Apr 6, 2012

We know what you’re thinking

We’ve already established here at WAS that we advertising professionals are conceited, egotistical, obnoxious, self-important, artistically frustrated, unfulfilled douche bags. So it comes as no surprise that one of the many things I hate about ad people is our Ivory Tower attitude toward the coveted target audience.


I secretly throw up in my mouth every time I sit at a meeting and listen to some Executive or Creative talk about what other people want and think. In Conference Room A is an ultra conservative, right-wing Ivy League WASP dude talking about how poor inner-city black kids feel and think about fashion; in Conference Room B is the power-hungry closet lesbian pushing 50, talking about which clubs the kids are hitting these days.


It’s one thing to look at market research to get a pulse on what people who are not like you thinking and doing. It’s quite another to ASSUME you know everything, especially what a working-poor single mother of three must deal with, when you have a live-in staff that takes care of your kids, does the cooking and cleaning. We are so cultured, so highly trained, so in tune with what’s hip and now, that we can instinctively tap into the minds of groups of people we’ve never had any contact with.

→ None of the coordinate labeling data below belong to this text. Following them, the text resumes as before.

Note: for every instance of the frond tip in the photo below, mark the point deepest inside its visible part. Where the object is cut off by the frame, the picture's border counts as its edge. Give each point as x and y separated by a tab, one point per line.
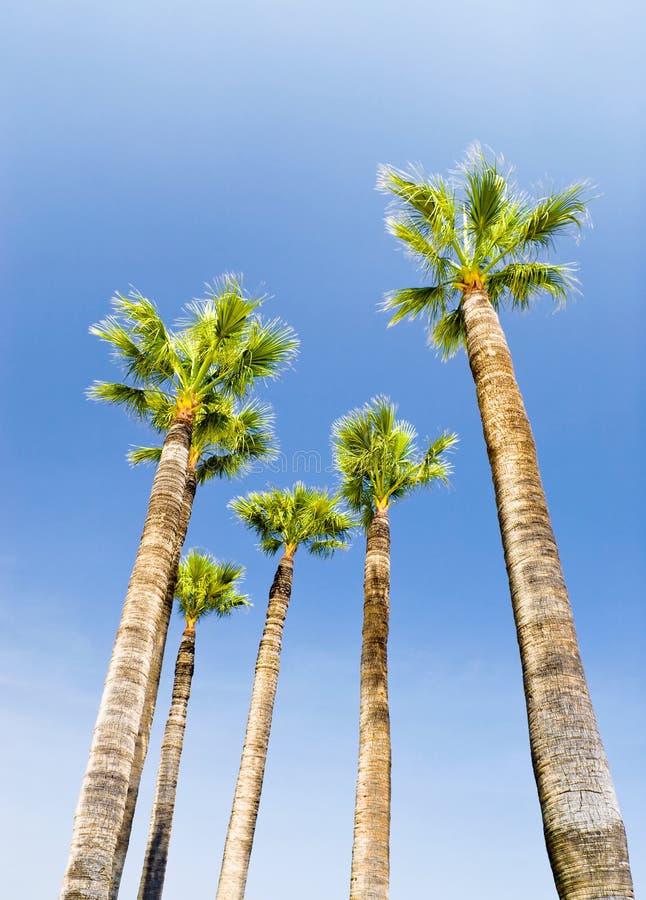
476	229
290	518
378	460
205	585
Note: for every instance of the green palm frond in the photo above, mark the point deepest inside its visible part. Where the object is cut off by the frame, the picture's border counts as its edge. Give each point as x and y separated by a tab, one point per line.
378	460
219	351
139	455
477	228
295	517
553	215
448	333
134	400
269	347
220	465
409	303
205	585
522	281
429	203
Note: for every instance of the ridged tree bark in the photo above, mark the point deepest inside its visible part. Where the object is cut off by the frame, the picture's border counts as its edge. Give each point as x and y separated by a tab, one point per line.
104	791
143	737
161	821
246	800
371	844
583	828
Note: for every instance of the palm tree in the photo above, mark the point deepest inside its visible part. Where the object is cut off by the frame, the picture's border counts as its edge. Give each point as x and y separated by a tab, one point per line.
283	519
484	245
203	586
221	447
379	462
176	380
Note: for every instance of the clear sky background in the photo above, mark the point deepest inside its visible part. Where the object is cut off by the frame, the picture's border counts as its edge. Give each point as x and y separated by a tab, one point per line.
158	145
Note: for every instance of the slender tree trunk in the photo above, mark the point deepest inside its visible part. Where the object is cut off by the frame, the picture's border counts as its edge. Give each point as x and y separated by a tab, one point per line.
583	828
371	844
242	824
104	791
161	822
143	737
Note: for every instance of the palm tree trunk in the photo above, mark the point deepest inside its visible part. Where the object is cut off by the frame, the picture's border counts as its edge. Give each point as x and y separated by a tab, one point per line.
242	824
371	844
584	832
143	737
104	791
154	871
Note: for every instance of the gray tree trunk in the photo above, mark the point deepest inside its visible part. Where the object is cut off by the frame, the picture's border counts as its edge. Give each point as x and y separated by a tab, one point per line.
161	822
583	828
371	845
143	737
242	824
104	791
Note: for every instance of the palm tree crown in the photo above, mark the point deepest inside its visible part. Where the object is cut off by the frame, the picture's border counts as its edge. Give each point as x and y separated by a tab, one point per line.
378	458
219	349
294	517
224	445
477	230
205	585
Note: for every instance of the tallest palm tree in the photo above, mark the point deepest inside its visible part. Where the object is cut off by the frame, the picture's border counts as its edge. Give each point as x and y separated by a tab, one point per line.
177	380
484	244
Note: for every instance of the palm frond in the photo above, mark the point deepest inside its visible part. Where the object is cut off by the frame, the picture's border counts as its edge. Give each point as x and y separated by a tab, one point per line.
269	347
205	585
144	455
521	281
449	334
430	202
554	215
134	400
477	228
299	516
377	457
411	302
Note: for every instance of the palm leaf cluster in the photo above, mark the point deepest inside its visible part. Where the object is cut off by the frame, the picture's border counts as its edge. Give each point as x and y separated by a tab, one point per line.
476	230
379	461
224	443
205	585
294	517
222	345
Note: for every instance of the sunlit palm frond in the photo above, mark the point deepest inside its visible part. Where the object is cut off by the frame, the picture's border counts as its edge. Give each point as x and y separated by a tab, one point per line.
378	460
429	203
299	516
139	455
134	400
205	585
473	229
520	282
411	302
448	333
551	216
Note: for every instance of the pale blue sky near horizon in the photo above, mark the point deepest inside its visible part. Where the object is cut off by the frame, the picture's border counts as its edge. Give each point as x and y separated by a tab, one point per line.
158	145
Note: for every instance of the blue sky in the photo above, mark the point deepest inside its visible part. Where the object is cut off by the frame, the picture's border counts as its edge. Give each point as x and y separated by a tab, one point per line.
159	145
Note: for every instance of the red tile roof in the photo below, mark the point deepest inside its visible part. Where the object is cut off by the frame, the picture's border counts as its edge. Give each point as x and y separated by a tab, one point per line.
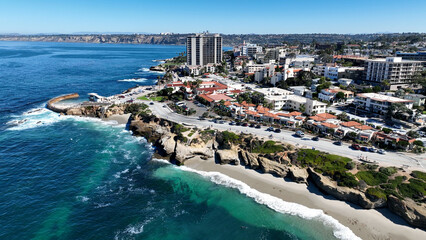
326	116
363	127
295	113
329	125
215	97
262	109
350	124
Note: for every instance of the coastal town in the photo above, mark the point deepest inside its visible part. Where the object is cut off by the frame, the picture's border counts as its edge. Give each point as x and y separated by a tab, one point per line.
213	120
350	119
363	93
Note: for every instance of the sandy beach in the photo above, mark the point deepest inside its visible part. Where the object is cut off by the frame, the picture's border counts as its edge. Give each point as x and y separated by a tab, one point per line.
120	119
365	223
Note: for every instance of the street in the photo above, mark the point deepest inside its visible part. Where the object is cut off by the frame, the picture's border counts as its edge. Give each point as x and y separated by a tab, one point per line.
407	160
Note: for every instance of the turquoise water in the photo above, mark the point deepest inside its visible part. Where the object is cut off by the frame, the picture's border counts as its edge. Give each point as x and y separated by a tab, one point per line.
74	178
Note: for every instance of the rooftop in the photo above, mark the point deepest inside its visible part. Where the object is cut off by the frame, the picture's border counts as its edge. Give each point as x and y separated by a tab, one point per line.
382	98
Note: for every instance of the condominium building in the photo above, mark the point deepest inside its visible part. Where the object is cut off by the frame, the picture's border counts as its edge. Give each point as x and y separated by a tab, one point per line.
283	99
397	71
251	49
418	56
378	103
203	49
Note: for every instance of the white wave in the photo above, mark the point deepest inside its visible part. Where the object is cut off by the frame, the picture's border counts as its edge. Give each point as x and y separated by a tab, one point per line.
82	198
133	80
102	205
146	70
161	160
340	231
33	119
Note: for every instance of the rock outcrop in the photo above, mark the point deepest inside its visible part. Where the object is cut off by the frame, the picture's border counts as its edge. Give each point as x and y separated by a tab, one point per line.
252	160
299	175
343	193
228	157
413	213
273	167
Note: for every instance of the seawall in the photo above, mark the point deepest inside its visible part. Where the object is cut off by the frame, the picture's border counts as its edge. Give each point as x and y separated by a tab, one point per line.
51	103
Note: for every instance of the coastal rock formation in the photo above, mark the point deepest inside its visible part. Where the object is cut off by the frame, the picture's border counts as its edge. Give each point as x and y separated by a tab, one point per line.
299	175
228	157
252	160
343	193
168	144
273	167
414	213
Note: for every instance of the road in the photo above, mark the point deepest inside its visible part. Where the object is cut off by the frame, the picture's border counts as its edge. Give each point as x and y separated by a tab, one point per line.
406	160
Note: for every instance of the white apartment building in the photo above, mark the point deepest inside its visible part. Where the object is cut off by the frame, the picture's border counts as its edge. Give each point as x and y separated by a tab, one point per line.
251	50
378	103
397	71
283	99
203	49
329	94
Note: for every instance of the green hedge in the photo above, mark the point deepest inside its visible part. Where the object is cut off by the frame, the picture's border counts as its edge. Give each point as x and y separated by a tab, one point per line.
372	178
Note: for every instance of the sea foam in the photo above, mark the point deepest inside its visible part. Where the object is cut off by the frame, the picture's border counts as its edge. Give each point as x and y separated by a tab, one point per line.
133	80
339	231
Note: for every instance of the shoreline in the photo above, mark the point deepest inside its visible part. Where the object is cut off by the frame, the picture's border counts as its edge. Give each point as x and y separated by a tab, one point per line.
365	223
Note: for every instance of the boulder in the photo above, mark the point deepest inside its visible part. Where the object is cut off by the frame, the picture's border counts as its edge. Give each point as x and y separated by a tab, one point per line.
299	175
168	143
228	157
343	193
273	167
243	158
74	111
252	160
412	212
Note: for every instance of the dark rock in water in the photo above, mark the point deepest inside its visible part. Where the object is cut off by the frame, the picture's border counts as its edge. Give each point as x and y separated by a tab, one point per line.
343	193
414	213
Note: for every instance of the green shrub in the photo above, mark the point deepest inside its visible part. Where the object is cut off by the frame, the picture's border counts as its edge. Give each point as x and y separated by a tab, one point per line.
268	147
418	174
387	130
388	170
375	194
372	178
416	189
329	165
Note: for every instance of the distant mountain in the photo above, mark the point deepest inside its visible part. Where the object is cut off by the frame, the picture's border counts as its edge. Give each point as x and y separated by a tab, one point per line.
228	39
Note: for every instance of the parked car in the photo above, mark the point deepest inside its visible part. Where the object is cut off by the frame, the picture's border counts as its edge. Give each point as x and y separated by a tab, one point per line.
355	146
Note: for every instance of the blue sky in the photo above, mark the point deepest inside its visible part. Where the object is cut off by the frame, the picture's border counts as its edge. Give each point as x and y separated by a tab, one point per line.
222	16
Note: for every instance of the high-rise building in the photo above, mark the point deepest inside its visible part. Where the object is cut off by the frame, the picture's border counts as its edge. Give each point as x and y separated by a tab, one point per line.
203	49
398	72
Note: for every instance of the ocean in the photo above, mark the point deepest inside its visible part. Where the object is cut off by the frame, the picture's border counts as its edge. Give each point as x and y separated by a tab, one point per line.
77	178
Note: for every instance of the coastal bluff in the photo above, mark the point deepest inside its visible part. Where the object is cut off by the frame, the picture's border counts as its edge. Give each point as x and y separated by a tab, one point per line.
178	147
179	143
52	103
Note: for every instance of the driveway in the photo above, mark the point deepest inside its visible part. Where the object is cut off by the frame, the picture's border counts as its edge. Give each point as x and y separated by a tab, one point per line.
389	159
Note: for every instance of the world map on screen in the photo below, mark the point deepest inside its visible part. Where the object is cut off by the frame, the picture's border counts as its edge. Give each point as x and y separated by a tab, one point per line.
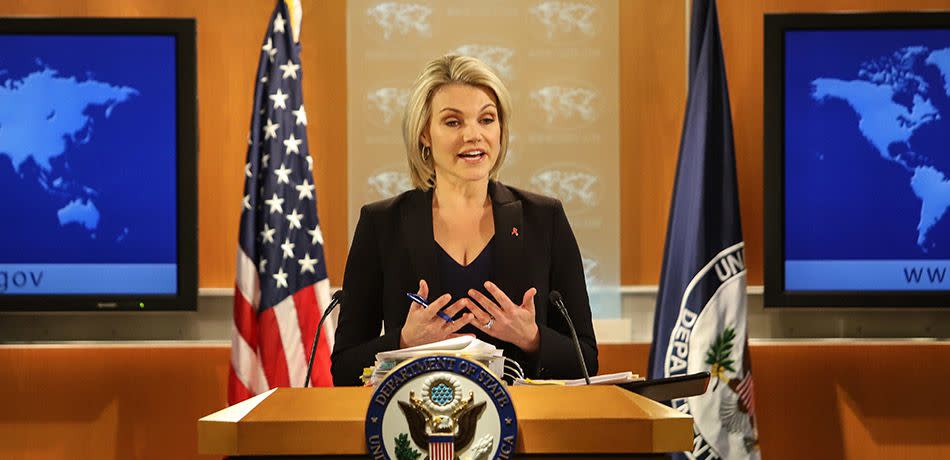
892	100
88	149
44	113
867	145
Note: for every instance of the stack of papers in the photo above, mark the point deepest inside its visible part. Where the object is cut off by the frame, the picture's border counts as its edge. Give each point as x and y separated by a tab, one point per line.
464	347
606	379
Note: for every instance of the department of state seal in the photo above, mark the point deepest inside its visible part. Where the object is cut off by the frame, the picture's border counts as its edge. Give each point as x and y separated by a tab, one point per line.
441	408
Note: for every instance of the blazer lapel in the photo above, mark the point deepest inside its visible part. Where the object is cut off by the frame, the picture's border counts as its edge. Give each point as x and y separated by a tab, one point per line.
508	258
420	241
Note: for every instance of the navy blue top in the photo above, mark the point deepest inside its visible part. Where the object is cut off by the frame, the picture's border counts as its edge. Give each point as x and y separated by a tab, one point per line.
457	279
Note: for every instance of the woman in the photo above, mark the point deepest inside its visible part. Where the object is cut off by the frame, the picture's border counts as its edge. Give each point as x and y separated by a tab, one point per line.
485	254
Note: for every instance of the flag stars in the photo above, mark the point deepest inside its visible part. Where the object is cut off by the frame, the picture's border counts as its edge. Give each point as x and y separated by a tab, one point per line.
271	52
305	189
306	264
288	248
276	204
290	69
280	99
280	277
301	115
294	219
279	24
267	235
283	174
316	235
270	129
292	144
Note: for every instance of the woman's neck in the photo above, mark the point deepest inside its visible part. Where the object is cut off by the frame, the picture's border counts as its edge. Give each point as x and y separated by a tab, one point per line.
461	195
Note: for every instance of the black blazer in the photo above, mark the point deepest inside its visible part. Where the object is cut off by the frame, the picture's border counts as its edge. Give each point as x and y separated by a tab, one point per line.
394	247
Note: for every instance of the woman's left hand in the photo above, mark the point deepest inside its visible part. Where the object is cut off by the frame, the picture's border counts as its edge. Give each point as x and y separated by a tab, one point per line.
505	320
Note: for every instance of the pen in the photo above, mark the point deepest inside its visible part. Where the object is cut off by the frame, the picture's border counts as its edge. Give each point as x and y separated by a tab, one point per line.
419	300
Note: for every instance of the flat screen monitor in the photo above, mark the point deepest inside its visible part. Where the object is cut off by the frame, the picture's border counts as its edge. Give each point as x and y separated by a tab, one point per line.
857	159
98	160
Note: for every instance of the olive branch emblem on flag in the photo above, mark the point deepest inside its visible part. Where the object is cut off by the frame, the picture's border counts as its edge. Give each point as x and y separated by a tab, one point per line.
719	356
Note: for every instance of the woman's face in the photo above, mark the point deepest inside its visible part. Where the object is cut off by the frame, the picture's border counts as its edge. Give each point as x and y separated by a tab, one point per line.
464	133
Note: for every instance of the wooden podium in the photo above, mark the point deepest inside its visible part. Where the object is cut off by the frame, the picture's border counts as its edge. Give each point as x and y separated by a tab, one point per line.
553	422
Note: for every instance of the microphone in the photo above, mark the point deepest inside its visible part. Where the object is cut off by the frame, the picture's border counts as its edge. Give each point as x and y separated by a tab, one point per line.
337	299
558	302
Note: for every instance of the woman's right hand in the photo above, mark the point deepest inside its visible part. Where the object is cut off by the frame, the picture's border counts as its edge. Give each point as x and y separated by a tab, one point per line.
424	326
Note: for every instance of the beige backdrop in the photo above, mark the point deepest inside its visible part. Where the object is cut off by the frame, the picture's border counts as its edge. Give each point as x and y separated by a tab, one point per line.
560	62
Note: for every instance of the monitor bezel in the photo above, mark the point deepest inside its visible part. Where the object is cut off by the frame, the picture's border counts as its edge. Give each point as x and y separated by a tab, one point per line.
184	31
775	293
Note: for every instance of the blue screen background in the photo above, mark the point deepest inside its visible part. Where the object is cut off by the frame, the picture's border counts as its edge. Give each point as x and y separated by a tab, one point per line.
843	200
126	167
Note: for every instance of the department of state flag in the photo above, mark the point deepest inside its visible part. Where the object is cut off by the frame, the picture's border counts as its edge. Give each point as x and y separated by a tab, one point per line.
282	283
700	321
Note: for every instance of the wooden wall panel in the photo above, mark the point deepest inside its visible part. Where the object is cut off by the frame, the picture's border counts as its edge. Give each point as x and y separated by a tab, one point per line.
653	94
229	40
108	402
824	401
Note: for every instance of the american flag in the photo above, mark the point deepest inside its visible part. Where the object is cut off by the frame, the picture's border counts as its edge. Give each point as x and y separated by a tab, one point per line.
282	284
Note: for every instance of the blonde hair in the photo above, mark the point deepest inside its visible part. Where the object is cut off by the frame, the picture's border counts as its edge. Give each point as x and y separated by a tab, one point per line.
439	72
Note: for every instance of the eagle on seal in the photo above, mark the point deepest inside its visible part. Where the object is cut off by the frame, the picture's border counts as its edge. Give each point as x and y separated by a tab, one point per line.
460	423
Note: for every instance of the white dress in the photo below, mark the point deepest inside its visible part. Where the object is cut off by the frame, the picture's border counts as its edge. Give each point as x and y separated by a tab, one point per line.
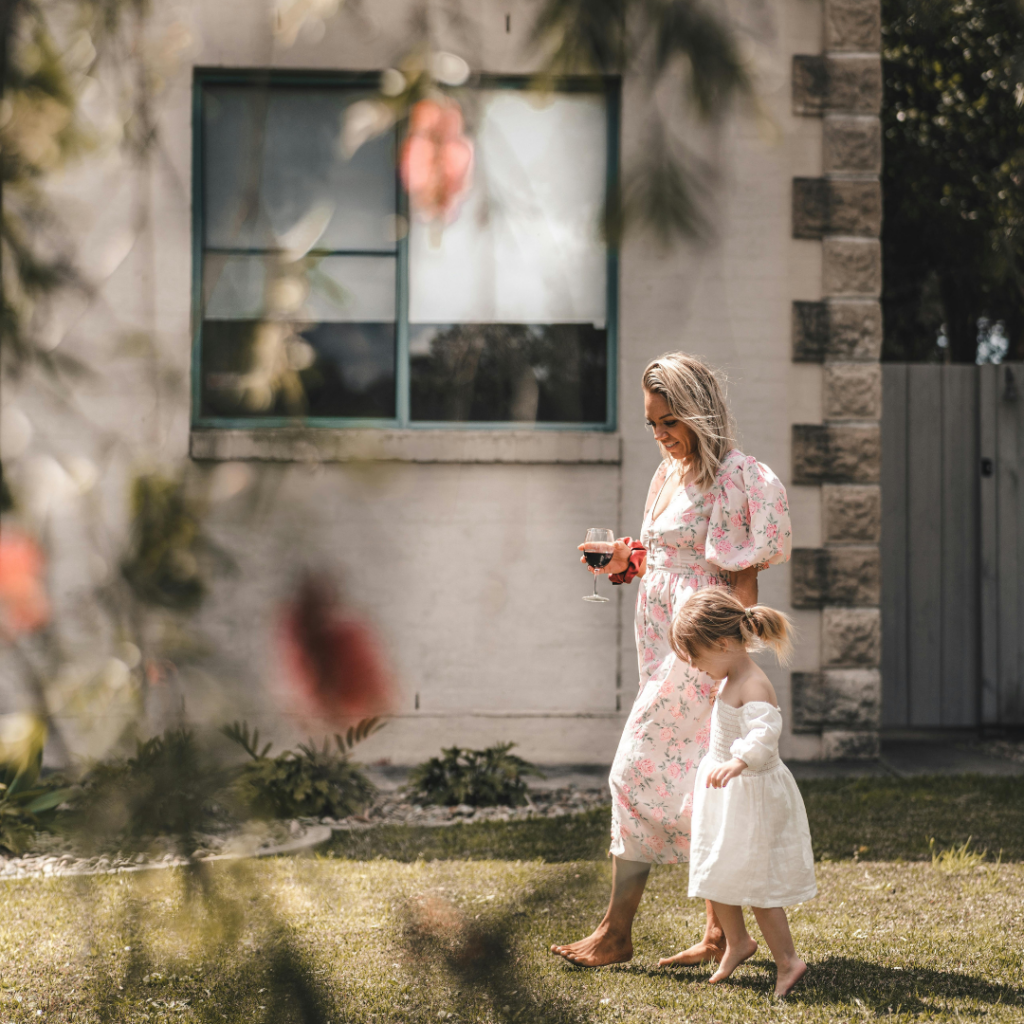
751	844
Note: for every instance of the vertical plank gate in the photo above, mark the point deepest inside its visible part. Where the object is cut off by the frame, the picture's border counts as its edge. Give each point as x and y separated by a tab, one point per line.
952	546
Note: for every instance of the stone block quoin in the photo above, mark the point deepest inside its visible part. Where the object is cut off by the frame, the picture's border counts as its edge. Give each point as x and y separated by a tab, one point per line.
837	82
827	206
853	25
837	453
851	143
850	576
851	638
853	391
837	698
845	331
852	513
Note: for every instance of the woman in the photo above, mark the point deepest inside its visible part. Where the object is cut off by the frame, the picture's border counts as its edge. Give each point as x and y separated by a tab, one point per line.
714	517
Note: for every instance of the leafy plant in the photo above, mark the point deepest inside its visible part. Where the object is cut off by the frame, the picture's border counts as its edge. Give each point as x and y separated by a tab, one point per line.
26	804
309	781
167	788
480	778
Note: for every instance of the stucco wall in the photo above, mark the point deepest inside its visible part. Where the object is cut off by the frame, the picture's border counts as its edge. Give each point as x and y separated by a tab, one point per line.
468	569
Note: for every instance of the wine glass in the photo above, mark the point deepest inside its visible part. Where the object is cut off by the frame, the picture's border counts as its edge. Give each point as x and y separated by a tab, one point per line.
597	549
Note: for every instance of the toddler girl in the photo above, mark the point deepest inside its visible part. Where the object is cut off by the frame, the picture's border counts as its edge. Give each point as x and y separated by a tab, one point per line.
750	841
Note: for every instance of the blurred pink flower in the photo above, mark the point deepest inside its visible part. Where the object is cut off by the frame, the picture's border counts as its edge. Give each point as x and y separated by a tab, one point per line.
24	605
332	656
436	161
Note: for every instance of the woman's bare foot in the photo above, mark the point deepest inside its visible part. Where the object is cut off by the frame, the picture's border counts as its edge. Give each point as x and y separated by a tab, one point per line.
734	955
702	952
786	980
598	949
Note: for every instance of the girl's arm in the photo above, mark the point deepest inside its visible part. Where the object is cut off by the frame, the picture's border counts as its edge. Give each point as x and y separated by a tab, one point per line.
744	586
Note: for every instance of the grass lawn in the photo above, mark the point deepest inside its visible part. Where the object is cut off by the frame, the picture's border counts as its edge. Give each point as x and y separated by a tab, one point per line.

Allow me to name names: In my market, Scion is an automotive brand very popular among the urban poor, particularly wannabe gang-bangers who can pimp their ride for less. Of course, this is not a desirable/prestigious demographic for the brand managers at Scion. They see themselves – and therefore project Scion – as a hip, counter-culture, forward thinking, neo-art brand. The result? Very cool ads and promotional events that do not resonate with Scions actual shoppers.


This is perhaps the main reason why so much advertising is awesome, but way off mark. I pose the following theory: We subconsciously create advertising to impress our peers, not sell to our target audience. We are so infatuated with our own genius and want to show it off, that we forget the purpose of the job – to sell stuff.

Of course, one may argue that there’s an aspirational quality to projecting a brand image that’s a few notches above your audience’s reality, but I’ve been at the meetings and seen the thought process. The people at Scion whole-heartedly believe their own bullshit. And so do many clients. And that’s the scary part.